Tolman Spencer, who had been keeper since 1928, resigned his position on September 4, 1941, when the light was automated and taken over by the Woods Hole Coast Guard. By 1958, the light was considered less important, and its candlepower was reduced from 7,500 to 700. The house and other structures deteriorated and were torn down in 1962. Today, a modern optic sends out a flashing white light every six seconds from the tower’s lantern room.
In August 2001, a three-year effort by the Cuttyhunk Historical Society and the Naushon Trust to become caretakers of Tarpaulin Cove Lighthouse won a twenty-five-year license for the tower from the Coast Guard.
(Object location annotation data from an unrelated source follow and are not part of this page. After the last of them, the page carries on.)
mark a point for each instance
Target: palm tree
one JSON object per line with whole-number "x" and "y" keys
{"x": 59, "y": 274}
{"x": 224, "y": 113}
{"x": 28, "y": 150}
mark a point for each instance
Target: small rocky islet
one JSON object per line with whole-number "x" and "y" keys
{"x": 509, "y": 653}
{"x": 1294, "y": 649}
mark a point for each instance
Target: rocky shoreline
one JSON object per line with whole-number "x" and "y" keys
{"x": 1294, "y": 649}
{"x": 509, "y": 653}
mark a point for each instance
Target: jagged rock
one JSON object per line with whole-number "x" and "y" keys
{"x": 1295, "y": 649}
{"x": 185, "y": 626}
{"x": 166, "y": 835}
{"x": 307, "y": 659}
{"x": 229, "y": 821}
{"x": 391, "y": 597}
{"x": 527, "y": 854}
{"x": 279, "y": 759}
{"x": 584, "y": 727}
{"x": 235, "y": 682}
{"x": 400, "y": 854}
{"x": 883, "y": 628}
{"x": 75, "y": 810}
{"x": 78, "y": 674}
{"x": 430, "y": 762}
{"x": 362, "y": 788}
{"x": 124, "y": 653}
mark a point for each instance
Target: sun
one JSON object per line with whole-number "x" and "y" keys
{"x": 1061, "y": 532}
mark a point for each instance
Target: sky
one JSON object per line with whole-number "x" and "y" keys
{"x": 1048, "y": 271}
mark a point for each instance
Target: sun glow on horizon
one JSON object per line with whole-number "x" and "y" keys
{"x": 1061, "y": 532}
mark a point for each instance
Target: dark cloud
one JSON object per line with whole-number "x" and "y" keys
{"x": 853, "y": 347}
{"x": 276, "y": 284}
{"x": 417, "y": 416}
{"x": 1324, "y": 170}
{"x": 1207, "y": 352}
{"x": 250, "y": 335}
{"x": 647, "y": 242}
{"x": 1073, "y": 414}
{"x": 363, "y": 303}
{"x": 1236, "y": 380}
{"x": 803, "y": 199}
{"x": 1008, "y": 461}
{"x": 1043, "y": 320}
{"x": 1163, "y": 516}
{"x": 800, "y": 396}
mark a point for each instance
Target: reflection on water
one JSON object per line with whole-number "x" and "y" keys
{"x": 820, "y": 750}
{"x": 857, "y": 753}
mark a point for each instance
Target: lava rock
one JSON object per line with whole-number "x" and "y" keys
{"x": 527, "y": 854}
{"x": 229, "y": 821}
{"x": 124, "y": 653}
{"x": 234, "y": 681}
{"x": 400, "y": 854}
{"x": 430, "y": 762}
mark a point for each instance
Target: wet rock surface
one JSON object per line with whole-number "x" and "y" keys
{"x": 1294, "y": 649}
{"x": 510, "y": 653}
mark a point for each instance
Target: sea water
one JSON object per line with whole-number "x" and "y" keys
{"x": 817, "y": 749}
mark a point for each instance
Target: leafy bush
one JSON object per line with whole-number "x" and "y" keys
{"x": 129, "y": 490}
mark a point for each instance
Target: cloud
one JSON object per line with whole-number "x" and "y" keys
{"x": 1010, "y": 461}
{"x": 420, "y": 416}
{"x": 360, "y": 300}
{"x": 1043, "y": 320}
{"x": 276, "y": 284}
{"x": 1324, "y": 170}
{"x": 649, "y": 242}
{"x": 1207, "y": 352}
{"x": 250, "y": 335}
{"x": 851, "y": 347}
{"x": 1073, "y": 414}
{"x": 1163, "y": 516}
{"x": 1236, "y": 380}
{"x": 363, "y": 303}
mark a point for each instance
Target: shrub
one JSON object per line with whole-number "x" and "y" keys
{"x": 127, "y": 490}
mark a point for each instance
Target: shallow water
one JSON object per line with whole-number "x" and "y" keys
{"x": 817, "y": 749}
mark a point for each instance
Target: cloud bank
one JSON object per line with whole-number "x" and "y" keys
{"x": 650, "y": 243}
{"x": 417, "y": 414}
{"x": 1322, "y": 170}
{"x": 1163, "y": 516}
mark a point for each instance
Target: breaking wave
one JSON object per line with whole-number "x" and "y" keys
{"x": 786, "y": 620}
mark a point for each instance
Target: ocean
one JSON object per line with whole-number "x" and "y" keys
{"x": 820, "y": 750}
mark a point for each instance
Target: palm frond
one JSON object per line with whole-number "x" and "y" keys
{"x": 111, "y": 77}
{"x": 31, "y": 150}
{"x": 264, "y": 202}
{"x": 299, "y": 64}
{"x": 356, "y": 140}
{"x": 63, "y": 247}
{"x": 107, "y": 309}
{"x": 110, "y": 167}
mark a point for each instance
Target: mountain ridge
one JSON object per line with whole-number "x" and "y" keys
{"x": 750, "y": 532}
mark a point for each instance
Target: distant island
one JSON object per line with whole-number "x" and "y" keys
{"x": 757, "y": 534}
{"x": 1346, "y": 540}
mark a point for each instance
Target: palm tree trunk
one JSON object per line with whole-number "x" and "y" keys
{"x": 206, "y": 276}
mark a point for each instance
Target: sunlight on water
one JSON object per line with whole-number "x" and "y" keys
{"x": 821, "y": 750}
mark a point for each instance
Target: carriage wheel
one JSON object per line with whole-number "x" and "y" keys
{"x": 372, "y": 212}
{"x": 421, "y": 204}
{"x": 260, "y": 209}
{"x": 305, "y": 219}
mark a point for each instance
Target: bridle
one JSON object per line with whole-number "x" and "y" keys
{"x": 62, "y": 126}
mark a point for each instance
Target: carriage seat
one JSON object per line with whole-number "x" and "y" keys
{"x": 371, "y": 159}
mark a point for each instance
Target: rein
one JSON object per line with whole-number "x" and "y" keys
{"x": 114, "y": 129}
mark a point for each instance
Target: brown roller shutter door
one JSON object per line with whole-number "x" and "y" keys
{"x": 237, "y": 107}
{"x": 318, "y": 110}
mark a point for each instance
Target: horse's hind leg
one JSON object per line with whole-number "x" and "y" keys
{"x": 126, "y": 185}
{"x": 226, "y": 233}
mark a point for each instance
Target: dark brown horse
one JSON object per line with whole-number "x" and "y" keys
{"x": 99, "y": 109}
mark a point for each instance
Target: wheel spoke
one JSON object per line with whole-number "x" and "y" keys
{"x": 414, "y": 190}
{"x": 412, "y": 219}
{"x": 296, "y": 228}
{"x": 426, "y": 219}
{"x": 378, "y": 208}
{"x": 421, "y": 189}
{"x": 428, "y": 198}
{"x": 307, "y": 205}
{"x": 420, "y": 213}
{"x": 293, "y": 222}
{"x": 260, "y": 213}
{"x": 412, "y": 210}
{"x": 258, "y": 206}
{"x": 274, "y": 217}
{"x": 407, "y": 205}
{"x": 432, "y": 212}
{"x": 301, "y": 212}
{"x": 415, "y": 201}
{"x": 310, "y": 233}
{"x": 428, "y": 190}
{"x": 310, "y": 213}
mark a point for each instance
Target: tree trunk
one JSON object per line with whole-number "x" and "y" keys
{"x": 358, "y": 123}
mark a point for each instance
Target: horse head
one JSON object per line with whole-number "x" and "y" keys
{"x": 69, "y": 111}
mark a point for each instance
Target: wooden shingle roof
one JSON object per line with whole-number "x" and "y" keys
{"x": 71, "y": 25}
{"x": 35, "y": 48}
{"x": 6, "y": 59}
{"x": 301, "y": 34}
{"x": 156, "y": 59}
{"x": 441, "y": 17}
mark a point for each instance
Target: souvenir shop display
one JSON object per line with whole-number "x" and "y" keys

The Cuttyhunk Historical Society has rasied over $100,000 since taking over maintenance of the lighthouse in 2001, and in 2018, the society repaired the roof and resealed and painted the lighthouse.
In July 2024, Tarpulin Cove Lighthouse was declared excess to the needs of the United States Coast Guard and made available to eligible organizations under the provisions of the National Historic Lighthouse Preservation Act of 2000. Qualified entities were given sixty days to submit a letter of interest.
As Naushon Island is maintained in its rugged, natural state on a second ninety-nine-year lease from the government to the Forbes family of Boston, the public is not allowed to land on the island, and since no public cruises pass close to Tarpaulin Cove, viewing the lighthouse is difficult.